Can you share some of your wisdom on setting up a scalable inference infrastruct...

Carrok · 2025-03-18T21:37:01 1742333821

Use Ray Serve. https://docs.ray.io/en/latest/serve/index.html

ipsum2 · 2025-03-18T21:41:32 1742334092

As someone who has run LLMs in production, using Ray is probably the worst idea. It's not optimized for language models, and is extremely slow. There's no KV-caching, model parallelism, and other basic table stakes features that are offered by Dynamo or other open source inference frameworks. Useful only if you have <1 QPS.

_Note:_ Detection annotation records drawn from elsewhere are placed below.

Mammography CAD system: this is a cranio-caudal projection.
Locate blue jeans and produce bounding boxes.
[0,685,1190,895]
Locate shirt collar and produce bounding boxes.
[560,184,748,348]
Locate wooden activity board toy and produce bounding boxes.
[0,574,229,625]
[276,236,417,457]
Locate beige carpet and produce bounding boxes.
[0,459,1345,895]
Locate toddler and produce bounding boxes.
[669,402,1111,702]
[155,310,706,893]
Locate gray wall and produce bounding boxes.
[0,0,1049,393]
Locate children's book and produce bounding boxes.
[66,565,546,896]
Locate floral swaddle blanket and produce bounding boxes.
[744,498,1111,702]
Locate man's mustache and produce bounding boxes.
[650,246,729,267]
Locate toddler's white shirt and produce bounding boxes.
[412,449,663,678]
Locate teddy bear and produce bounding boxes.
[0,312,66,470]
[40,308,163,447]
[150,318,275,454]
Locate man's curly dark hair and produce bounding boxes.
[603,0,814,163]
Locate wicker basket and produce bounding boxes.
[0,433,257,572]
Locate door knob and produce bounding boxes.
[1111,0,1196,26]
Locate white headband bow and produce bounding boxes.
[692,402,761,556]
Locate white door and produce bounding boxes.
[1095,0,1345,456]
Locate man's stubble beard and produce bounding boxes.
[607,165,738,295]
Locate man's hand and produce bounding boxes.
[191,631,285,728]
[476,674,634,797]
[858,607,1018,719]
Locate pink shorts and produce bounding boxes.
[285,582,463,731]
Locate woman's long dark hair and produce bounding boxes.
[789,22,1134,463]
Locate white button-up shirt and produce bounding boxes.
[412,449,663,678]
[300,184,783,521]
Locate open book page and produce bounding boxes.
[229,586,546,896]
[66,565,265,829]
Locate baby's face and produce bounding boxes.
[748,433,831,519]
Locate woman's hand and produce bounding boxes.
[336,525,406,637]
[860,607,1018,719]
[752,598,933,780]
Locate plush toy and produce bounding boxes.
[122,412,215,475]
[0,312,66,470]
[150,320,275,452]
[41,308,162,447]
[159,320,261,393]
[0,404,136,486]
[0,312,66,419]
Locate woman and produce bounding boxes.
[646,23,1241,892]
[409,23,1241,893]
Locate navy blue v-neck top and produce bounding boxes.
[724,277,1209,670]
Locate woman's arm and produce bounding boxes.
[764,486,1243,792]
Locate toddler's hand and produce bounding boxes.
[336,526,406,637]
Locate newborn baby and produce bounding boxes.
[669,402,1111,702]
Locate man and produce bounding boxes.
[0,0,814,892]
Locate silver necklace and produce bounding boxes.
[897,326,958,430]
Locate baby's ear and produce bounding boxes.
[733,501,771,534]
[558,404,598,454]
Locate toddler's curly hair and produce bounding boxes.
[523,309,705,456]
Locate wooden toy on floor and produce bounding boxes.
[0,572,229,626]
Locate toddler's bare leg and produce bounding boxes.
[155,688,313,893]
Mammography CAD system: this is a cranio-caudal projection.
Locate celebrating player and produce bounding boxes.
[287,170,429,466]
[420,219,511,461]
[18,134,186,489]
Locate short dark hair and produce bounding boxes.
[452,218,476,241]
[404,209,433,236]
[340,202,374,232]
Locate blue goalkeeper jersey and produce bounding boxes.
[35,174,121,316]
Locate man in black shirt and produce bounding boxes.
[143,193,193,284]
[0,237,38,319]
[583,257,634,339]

Use SGLang, vLLM, or text-generation-inference instead.

erulabs · 2025-03-18T22:28:22 1742336902

It really depends on the task. If you have 1 massive job, Ray sucks and doesn't provide table stakes. If you have 50M tiny jobs, Ray and kuberay is great and serves as the backbone of several billion dollar products.

Good for the goose, good for the gander...

richardliaw · 2025-03-20T16:08:14 1742486894

> If you have 1 massive job, Ray sucks and doesn't provide table stakes.

Can you say more?

Carrok · 2025-03-18T21:43:41 1742334221

This is probably true, but unlike every Nvidia product we tried, it did, you know, reply to inference requests with actual output. That said, you can serve vLLM with Ray Serve. https://docs.ray.io/en/latest/serve/tutorials/vllm-example.h...

ipsum2 · 2025-03-18T22:54:20 1742338460

Ray doesn't offer anything if you use vLLM on top of Ray Serve though.

dzr0001 · 2025-03-19T00:37:55 1742344675

It does if you need pipeline parallelism across multiple nodes.